Some examples of the many different types of potential pollutant sources include landfills, underground or above-ground fuel storage tanks, residential or commercial septic systems, storm water runoff from streets and lawns, farms that apply pesticides and fertilizers, and sludge disposal sites.
Some states are asking communities to conduct the inventory themselves, in order to obtain detailed information about potential contaminant sources. Others will use computer databases and focus the inventory on land uses and activities that are currently mapped or regulated. Although this approach may not address sources of contaminants that are not currently regulated, such as smaller livestock areas or auto salvage yards, the database inventories could include industries and sewage treatment plants that discharge wastewater, hazardous waste sites, mining operations, particular land use categories (such as industrial, agricultural and urban areas), and various facilities that have environmental permits.
Community groups such as watershed organizations, local environmental committees or scout troops can enhance the state's assessment by conducting site-specific inventories of potential pollutant sources that may not be on state databases or maps. Local inventories may provide information on abandoned dump sites, businesses with septic tanks or floor drains such as dry cleaners or car repair shops, pesticide mixing and storage areas, golf courses, and other land uses that may release pollutants to ground water or surface water. Community groups can coordinate their local inventory with the state's assessment process or can enhance a completed assessment with a more detailed inventory.
A helpful document to aid community groups is EPA's "Drinking Water Contaminant Source Index," which is a list of potential contaminant sources and the pollutants they can release. You can find this publication at http://water.epa.gov/drink/contaminants/index.cfm on the EPA web site.
STEP 3 - DETERMINE THE SUSCEPTIBILITY OF THE WATER SUPPLY TO CONTAMINATION
For the susceptibility analysis, the state combines the inventory results with other relevant information to decide how likely will a water supply become contaminated by identified potential sources of contamination. This critical step makes the assessments useful for communities, since it provides information that local decision-makers may use to prioritize approaches for protecting the drinking water supply. Local information provided to the state by local community groups about contaminant sources, water resource characteristics or environmental management practices may be used in the susceptibility determination process. Some states prioritize the potential for contamination from identified potential contamination sources or specific chemicals that could pollute the water. Other states assign susceptibility rankings of high, medium or low to the water sources.

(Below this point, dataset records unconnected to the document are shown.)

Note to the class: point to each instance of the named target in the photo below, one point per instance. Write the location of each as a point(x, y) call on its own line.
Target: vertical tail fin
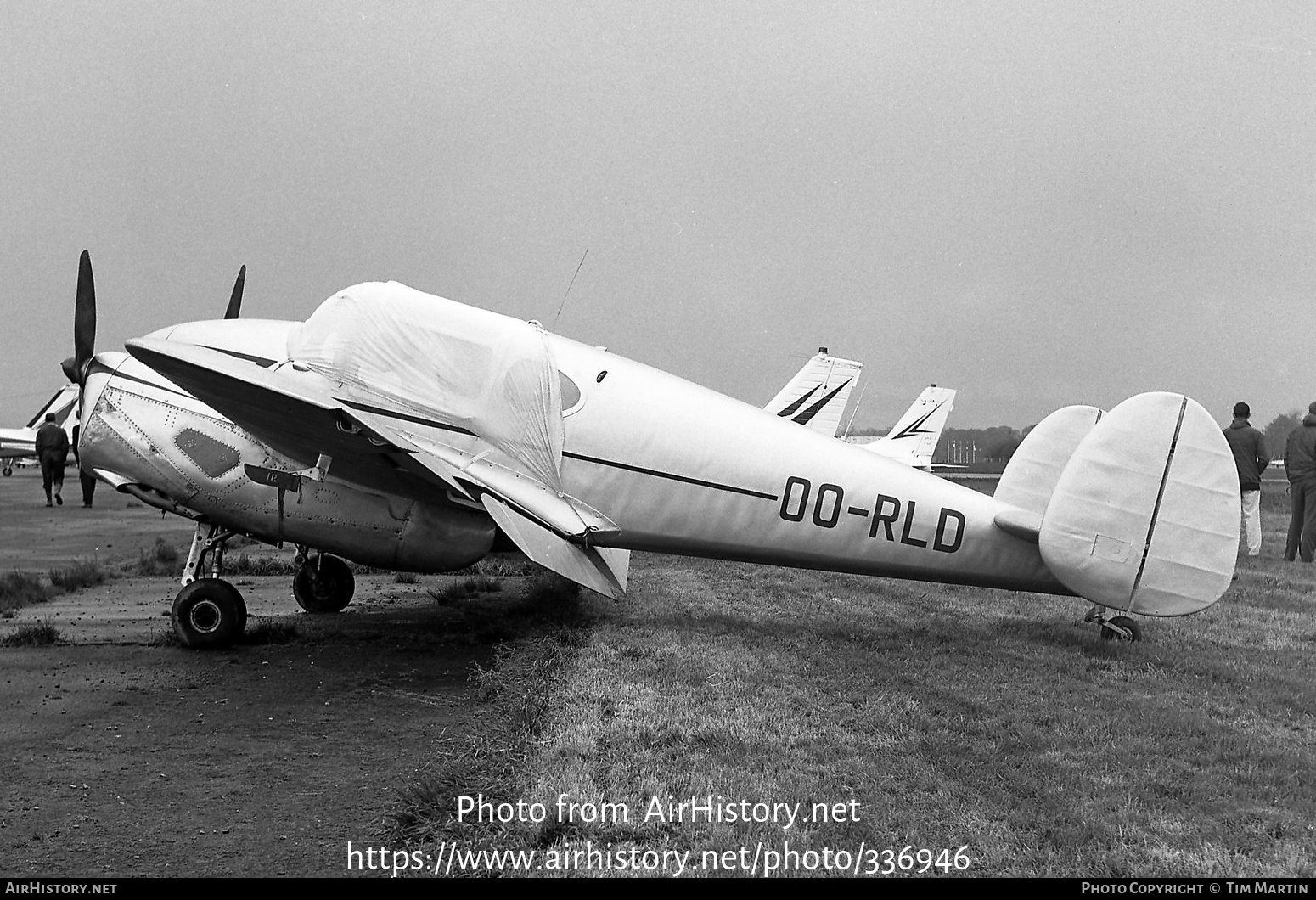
point(915, 436)
point(64, 406)
point(1144, 514)
point(818, 394)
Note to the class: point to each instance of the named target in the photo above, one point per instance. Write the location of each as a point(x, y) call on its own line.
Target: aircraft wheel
point(324, 584)
point(208, 615)
point(1127, 624)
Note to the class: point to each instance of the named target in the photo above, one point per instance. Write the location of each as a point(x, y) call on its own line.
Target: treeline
point(1277, 433)
point(965, 447)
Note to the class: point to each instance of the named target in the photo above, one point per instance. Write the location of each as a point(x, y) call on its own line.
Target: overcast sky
point(1035, 203)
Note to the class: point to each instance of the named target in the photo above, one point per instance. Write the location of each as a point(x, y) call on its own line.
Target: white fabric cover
point(1136, 526)
point(445, 361)
point(1038, 464)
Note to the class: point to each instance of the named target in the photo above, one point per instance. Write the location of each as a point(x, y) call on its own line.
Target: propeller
point(236, 301)
point(84, 324)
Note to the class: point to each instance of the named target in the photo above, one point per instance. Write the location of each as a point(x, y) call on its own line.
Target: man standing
point(53, 453)
point(1251, 458)
point(1301, 466)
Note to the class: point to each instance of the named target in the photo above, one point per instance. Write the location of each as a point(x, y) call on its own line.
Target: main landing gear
point(210, 613)
point(1120, 627)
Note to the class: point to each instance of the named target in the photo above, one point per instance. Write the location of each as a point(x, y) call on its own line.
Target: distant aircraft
point(400, 429)
point(818, 394)
point(915, 436)
point(20, 442)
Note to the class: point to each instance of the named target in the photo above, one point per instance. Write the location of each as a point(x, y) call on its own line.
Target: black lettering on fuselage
point(830, 502)
point(940, 543)
point(821, 516)
point(885, 519)
point(904, 534)
point(789, 499)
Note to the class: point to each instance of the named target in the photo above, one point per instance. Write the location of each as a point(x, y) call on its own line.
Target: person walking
point(52, 447)
point(1301, 467)
point(1251, 458)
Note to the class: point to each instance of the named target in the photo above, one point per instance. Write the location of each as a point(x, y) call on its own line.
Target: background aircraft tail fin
point(1144, 514)
point(818, 394)
point(915, 436)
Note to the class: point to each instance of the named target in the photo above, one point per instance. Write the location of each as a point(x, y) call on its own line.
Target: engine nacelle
point(191, 459)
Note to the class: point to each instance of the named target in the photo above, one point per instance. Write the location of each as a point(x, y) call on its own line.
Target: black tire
point(324, 584)
point(1127, 624)
point(208, 615)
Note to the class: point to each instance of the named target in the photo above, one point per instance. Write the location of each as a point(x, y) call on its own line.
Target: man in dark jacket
point(1251, 458)
point(53, 453)
point(1301, 466)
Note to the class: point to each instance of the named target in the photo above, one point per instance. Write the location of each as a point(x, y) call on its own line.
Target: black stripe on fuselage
point(672, 476)
point(258, 361)
point(394, 413)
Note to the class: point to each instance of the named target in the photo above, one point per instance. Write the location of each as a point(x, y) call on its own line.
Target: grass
point(31, 636)
point(160, 560)
point(935, 716)
point(20, 590)
point(78, 575)
point(464, 590)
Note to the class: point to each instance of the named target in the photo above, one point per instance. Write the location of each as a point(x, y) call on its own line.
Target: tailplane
point(818, 394)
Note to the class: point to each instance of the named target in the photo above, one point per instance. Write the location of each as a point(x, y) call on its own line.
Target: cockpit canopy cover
point(444, 361)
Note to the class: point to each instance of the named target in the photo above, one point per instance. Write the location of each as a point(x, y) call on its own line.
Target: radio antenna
point(569, 289)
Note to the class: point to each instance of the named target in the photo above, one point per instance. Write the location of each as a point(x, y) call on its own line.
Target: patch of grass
point(516, 686)
point(20, 590)
point(248, 565)
point(158, 560)
point(502, 565)
point(31, 636)
point(79, 575)
point(464, 590)
point(268, 631)
point(942, 716)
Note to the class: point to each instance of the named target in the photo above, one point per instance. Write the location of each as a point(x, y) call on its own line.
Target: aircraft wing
point(304, 419)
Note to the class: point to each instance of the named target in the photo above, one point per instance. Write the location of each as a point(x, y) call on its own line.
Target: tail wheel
point(1122, 627)
point(208, 615)
point(324, 584)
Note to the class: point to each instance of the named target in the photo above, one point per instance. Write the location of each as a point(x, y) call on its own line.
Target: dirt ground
point(124, 756)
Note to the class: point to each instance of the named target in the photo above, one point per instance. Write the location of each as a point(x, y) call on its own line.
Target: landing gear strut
point(1120, 627)
point(208, 612)
point(323, 584)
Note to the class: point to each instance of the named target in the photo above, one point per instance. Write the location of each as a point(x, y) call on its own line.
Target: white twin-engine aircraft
point(818, 392)
point(21, 442)
point(402, 430)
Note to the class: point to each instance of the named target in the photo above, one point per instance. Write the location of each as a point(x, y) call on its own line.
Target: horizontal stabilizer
point(1038, 461)
point(599, 569)
point(1145, 515)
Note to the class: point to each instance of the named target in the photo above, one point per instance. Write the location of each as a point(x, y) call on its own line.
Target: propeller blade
point(84, 315)
point(236, 301)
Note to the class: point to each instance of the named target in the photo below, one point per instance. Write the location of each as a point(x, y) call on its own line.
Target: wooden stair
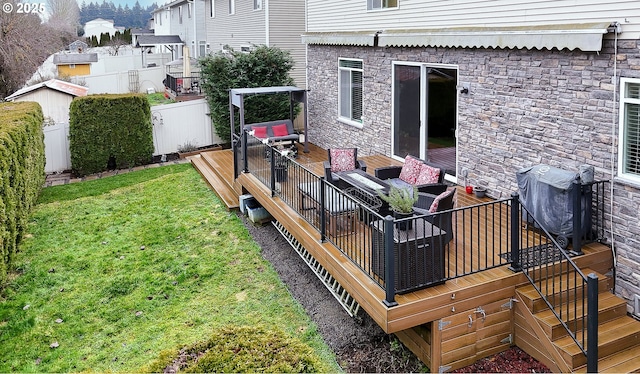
point(217, 171)
point(618, 334)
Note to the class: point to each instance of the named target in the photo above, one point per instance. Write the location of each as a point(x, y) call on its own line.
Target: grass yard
point(117, 271)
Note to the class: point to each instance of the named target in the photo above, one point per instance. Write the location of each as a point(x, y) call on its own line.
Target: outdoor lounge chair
point(341, 159)
point(429, 204)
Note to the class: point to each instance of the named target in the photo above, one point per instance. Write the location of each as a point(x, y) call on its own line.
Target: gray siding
point(340, 15)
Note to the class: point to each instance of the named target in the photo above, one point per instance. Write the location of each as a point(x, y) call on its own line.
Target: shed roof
point(54, 84)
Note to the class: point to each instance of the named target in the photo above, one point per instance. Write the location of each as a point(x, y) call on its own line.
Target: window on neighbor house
point(629, 144)
point(350, 90)
point(381, 4)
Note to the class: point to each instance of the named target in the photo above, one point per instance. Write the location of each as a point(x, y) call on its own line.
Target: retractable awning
point(583, 36)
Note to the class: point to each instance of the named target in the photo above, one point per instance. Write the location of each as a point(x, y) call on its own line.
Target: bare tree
point(25, 42)
point(64, 15)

STEP 4: RELEASE THE ASSESSMENT RESULTS TO THE PUBLIC
After a state completes the assessment of a particular water system, it will summarize the information for the public. Such summaries help communities understand the potential threats to their water supplies and identify priority needs for protecting the water from contamination. States will make the assessment summaries available to the public in a variety of ways. Some states plan to convene public workshops, while others will have copies available in public libraries and from local government offices or water suppliers. Many also plan to post the assessment summaries on the Internet. The results of the assessments will also be included in the annual water quality reports that community water systems are required to prepare for their customers. Community groups can convene local meetings to discuss the results and begin the process of protecting the drinking water source.